I have a problem with the term "Knowledge Management" in that I have not yet seen a product (software or system) which performs Knowledge Management functions that are an improvement on existing Document Management and Workflow Management systems.

Up until recently, this hasn't really been a problem for me. I've just laughed in the face of those who claim to be offering "Knowledge Management" services because they could never define what it is they are offering.

But now my new employer tells me that I am offering Knowledge Management. My new employer can't define it, and doesn't know exactly what we will be selling. I don't like trying to sell imaginary products. It tends to cause the clients to loose faith in us and avoid any future business.

Now do I have to laugh at myself until I find a new (more real) job??

Wow, 5 write-ups and still no definition. So let me have a try (I'm not an economist nor a manager, so take this with a grain of salt):

If you grew up in a capitalistic country, you have probably learned at school that there are three factors needed in every economy to create anything of value (be it a product or a service): Labor, Land and Capital. Since capital (i.e. machines) is in the long run normally cheaper than people, much of the physical labor needed to produce things has already been replaced by capital (and some 'land' like e.g. energy). Now many workers contribute their knowledge and their experience instead of their strength. Knowledge management can be seen as an attempt to increase the efficiency of these knowledge workers similar to how the assembly line increased the efficiency of physical workers.

A lot of people mean different things when they say "knowledge management". In the sense of the broad definition given above knowledge management encompasses a lot of practices:

Of course computer scientists are often fascinated the most by the "Knowledge capture" part, but also management types seem to like it. Since knowledge is - in contrast to strength - closely related to its owner (i.e. the employee), companies fear that success-critical knowledge might get lost as employees are increasingly willing to change their employer. A strategy to defend against this (beside a lot of others) is to try to capture the knowledge of the workers in an easily accessible way so any replacement worker can start on nearly the same level as the went-away. Capturing knowledge already has happened for a long time. Just remember all the reports, papers, ... you or your boss have to write. But with the advent of computers, the web and full-text search indices the 'easy access' problem might also become solvable. One approach would be to have workers enter their findings into a database like E2 where others with the same information need can find them later on. (And then there are all these visions of Science-Fiction authors about information accessible with a thought and an eyelid wink.) Of course this creates up-front costs (the work time of entering knowledge) so don't expect it to happen soon in the current quarterly result-oriented economy.
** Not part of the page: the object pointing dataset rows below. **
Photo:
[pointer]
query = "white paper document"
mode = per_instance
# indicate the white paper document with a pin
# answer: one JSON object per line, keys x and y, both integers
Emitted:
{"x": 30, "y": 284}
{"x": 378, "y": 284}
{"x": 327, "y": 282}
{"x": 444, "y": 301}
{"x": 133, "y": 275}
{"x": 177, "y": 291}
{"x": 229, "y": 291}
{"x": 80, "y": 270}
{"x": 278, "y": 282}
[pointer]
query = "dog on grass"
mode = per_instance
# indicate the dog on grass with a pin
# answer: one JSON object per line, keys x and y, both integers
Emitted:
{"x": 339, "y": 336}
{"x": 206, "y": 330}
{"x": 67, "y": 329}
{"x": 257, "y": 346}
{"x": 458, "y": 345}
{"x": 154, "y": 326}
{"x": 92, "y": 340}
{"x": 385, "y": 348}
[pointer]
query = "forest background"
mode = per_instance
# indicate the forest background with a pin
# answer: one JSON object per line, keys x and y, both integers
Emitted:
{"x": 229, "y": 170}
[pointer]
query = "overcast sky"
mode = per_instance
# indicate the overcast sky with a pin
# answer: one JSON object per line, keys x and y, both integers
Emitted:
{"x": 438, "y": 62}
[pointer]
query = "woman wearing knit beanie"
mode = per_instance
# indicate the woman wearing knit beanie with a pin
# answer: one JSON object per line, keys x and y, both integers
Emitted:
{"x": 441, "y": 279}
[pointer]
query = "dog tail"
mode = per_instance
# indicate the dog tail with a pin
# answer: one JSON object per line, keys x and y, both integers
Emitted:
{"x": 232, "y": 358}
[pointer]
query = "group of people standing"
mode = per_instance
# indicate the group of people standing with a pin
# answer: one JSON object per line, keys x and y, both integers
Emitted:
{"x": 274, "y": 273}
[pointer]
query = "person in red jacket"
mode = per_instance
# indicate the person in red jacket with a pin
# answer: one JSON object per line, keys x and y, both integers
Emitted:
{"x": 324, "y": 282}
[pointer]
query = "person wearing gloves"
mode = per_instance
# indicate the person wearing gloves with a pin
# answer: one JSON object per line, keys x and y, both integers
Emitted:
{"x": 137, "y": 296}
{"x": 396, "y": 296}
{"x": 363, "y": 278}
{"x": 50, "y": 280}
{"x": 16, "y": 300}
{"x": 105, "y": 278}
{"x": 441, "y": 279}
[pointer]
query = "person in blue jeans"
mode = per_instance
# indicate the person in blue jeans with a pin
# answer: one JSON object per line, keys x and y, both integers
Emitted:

In such a 'mechanistic' knowledge management scenario humans are in the long run only needed to process information using the knowledge provided by the system and producing new knowledge by having lapses of creativity. In the very long run the system itself might become intelligent enough to do all the processing on its own. That will be the time when Men is no longer needed.

As a contrast to this top-down definition have a look at "What is knowledge management" (http://www.media-access.com/whatis.html) an IMHO good bottom-up definition.

(BTW, I'm also not a native English speaker. Please /msg me if any of the economic terminology above is wrong.)

Recent thinking in |knowledge management (KM) divides knowledge into two types: explicit and tacit. Explicit knowledge is generally thought of as information, which the folks at IBM (et al) have been managing for years. The other pile of knowledge, (the tacit stuff) is what sits inside peoples heads, that even they are unable to express clearly through language.

When I think of KM, I tend to gravitate to the art of trying to manage that tacit knowledge. That is the vast untapped resource that the corporations are trying to tap into to increase their stock prices. But the fact remains that it is still very much an art as opposed to a science. How can one manage that which cannot be expressed?

Maybe the number crunchers and the stock watchers are just jerking our collective chains. Maybe they invented this thing called tacit knowledge to artificially inflate the assumed knowledge asset value of their corporate populations. Why not? Stock prices among NetGens and DotComs are pretty well entirely based on perception of value as opposed to assets, revenues and profits.

So there is your definition: Knowledge Management is an artificial construct invented by stock manipulators to artificially inflate stock value by persuading the populace that there is tremendous value in the gray matter of their employees.

What knowledge worker would not want to believe that not only is what he/she knows he/she knows valuable and important, but even the stuff he/she doesn't know he/she knows. Ya know?